At the end of June 2010 the total assets of second tier pension funds were 15.6 billion Estonian kroons ($1.39 billion).
* Employees pay 2 percent of their gross salary into their accounts, and the government adds another 4 percent from first pillar contributions, which amounts to 33 percent.
* The government suspended contributions to the second pillar from June 2009 until end-2010. Contributions will resume in 2011 at a 50 percent rate, and reach 100 percent by 2012.
LATVIA
* has three-pillar pension system. A 20 percent social contribution is divided between the state and the mandatory private second pillar. The third private pillar is optional.
* In 2008, before the financial crisis, 12 percent went to the state pillar and eight percent to the second pillar. The balance was recast at 18 to 2, favouring the state pillar, when the economic crisis gripped Latvia in 2009.
The measure was designed to be temporary with contributions to the second pillar scheduled to rise to four percent in 2011 and to six percent in 2012. But Prime Minister Valdis Dombrovskis said that contributions to the second tier will stay at two percent for another two years (in 2011 and 2012).
LITHUANIA
* Under a three-pillar system launched in 2004, 2.5 percentage points from 26.3 percent social security payments were directed to private pensions, rising to 5.5 percent by 2008.
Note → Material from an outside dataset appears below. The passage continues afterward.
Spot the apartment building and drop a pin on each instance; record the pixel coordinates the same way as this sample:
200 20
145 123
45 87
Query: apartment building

* Second-pillar payments were cut in two steps to 2 percent in 2009 to reduce the social security fund's deficit, a source of half of the public sector's total deficit.
* The initial plan was to return to 5.5 percent in 2011, and raise contributions further to 6 percent for 2012-2014 to compensate for the losses. The plan was abandoned earlier this year with the parliament freezing 2 percent contributions until after the crisis, without a specific timeframe.
* The net assets of 29 pension funds totalled 3.7 billion lithuanian litas ($1.49 billion) at the end of September.
POLAND
* according to Polish law, passed in 1999, 7.3 percent of workers' salaries go to private pension funds, which now manage nearly 210 billion zlotys ($73.63 billion).
* Labour Minister Jolanta Fedak earlier this year proposed to lower the contributions to private pension funds to 3 percent to help finance the state-run pay-as-you-go system. Analysts criticised the idea, saying it amounted to reversing the 1999 pension reform, and the government backed away from changes.
ROMANIA
* overhauled its pay-as-you-go pension sector in 2008 when it set up a three-pillar system.
* Under the system, 2 percentage points from 10.5 percent in social security payments were transferred to private funds. The contribution was supposed to rise by 0.5 percent annually until reaching 6 percent. However, the government froze contributions at 2 percent in 2009. They rose this year, but only to 2.5 percent, prompting criticism from some pension fund managers.
* At the end of September, there were 5.1 million second-tier contributors to the nine private pension funds whose total assets stood at 3.9 billion lei ($1.26 billion).
SLOVAKIA
* aside from the pay-as-you-go state scheme, there is a private second pillar and a voluntary private third pillar.
* 18 percent mandatory pension contributions are divided equally between the state system and the private second pillar.
* previous leftist government said the funds had put clients' money at risk and imposed rules on how funds can invest contributions. The European Commission in January asked Slovakia to remove certain investment restrictions.
* the new cabinet of Prime Minister Iveta Radicova wants to scrap these restrictions.
* as of Oct. 15, Slovak pension fund portfolios totalled 3.55 billion euros ($4.94 billion).
SLOVENIA
* Slovenia's pension reform dates back to 2000. Placing money into private funds is not obligatory, and only about 55 percent of employees have private pension insurance.